Step 2: Define the Algorithm class¶
Next, we define the MyApp
class, which is responsible for implementing the algorithm by using the MyAppContext
class.
template <typename FRAG_T>
class MyApp : public grape::ParallelAppBase<FRAG_T, MyAppContext<FRAG_T>>,
public grape::ParallelEngine,
public grape::Communicator {
public:
INSTALL_PARALLEL_WORKER(MyApp<FRAG_T>, MyAppContext<FRAG_T>, FRAG_T)
static constexpr grape::MessageStrategy message_strategy =
grape::MessageStrategy::kSyncOnOuterVertex;
static constexpr grape::LoadStrategy load_strategy =
grape::LoadStrategy::kBothOutIn;
using vertex_t = typename fragment_t::vertex_t;
void PEval(const fragment_t& fragment, context_t& context,
message_manager_t& messages) {
messages.InitChannels(thread_num());
// We put all compute logic in IncEval phase, thus do nothing but force continue.
messages.ForceContinue();
}
void IncEval(const fragment_t& fragment, context_t& context,
message_manager_t& messages) {
// superstep
++context.step;
// Process received messages sent by other fragment here.
{
messages.ParallelProcess<fragment_t, double>(
thread_num(), fragment,
[&context](int tid, vertex_t u, const double& msg) {
// Implement your logic here
});
}
// Compute the degree for each vertex, set the result in context
auto inner_vertices = fragment.InnerVertices();
ForEach(inner_vertices.begin(), inner_vertices.end(),
[&context, &fragment](int tid, vertex_t u) {
context.result[u] =
static_cast<uint64_t>(fragment.GetOutgoingAdjList(u).Size() +
fragment.GetIncomingAdjList(u).Size());
});
}
};
The MyApp
class inherits from the grape::ParallelAppBase
, which provides the basic functionality for implementing a parallel graph algorithm. It also inherits from the grape::ParallelEngine
and grape::Communicator
classes, which provide the communication and parallel processing capabilities. The MyApp class defines two static constexpr
variables called message_strategy
and load_strategy
, these variables specify the message strategy and load strategy used in the computation. For more information please refer to the libgrape-lite Doc.
The PEval
method is used to implement the partial evaluation phase of the computation. In current example, we initialize the communication channels and do nothing else, instead, we put the computing logic into IncEval
method.
The IncEval
method is used to implement the incremental evaluation phase of the computation. In this method, we increment the superstep counter in the context, process received messages sent by other fragments, and compute the degree for each vertex in the graph. The ForEach
method is used to iterate over the inner vertices of the fragment, and the GetOutgoingAdjList
and GetIncomingAdjList
methods are used to get the outgoing and incoming adjacency lists of each vertex. The result for each vertex then set in the context.

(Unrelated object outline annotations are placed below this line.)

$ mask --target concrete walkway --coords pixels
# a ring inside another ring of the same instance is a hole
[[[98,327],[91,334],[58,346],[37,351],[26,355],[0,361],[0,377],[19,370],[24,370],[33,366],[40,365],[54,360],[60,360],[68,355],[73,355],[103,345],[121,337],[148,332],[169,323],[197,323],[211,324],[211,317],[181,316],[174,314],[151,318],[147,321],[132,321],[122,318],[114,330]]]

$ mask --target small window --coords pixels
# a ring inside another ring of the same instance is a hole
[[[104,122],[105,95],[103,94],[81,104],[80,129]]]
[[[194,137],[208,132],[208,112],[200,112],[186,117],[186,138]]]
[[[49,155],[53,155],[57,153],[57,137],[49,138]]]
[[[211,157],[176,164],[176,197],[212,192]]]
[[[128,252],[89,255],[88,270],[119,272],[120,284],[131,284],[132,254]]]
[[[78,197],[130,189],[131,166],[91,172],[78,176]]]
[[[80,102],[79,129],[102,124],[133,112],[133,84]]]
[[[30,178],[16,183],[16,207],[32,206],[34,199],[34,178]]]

Step 3: Package the Algorithm¶
To make the algorithm runnable on the GraphScope, we need to package it as a .gar
file. The package should include the above C++ files and a configuration file named .gs_conf.yaml
with the following content:
app:
- algo: my_app
type: cpp_pie
class_name: gs::MyApp
src: my_app.h
context_type: vertex_data
compatible_graph:
- gs::ArrowProjectedFragment
- gs::DynamicProjectedFragment
- vineyard::ArrowFragment
the codebase structure is as follows:
.
├── my_app.h ➝ algorithm logics
└── my_app_context.h ➝ context with auxiliary data for the algorithm
└── .gs_conf.yaml ➝ configuration file
then, we package the algorithm by command: zip -jr 'my_app.gar' '*.h' ''.gs_conf.yaml'
Step 4: Run the .gar file on GraphScope¶
Use the following Python code to run the algorithm on GraphScope.
import graphscope
from graphscope.framework.app import load_app
from graphscope.dataset import load_p2p_network
sess = graphscope.session()
simple_graph = load_p2p_network(sess)._project_to_simple()
my_app = load_app('<path_to_your_gar_resource>')
result = my_app(simple_graph, 10) # pass 10 as param1 defined in 'MyAppContext.h'
print(result.to_numpy('r'))
GraphScope C++ SDK with GitHub Template¶
To help you develop your algorithms more efficiently, we provide a C++ template library to help you get started with your algorithm development. It includes examples and best practices for implementing PIE algorithms in C++.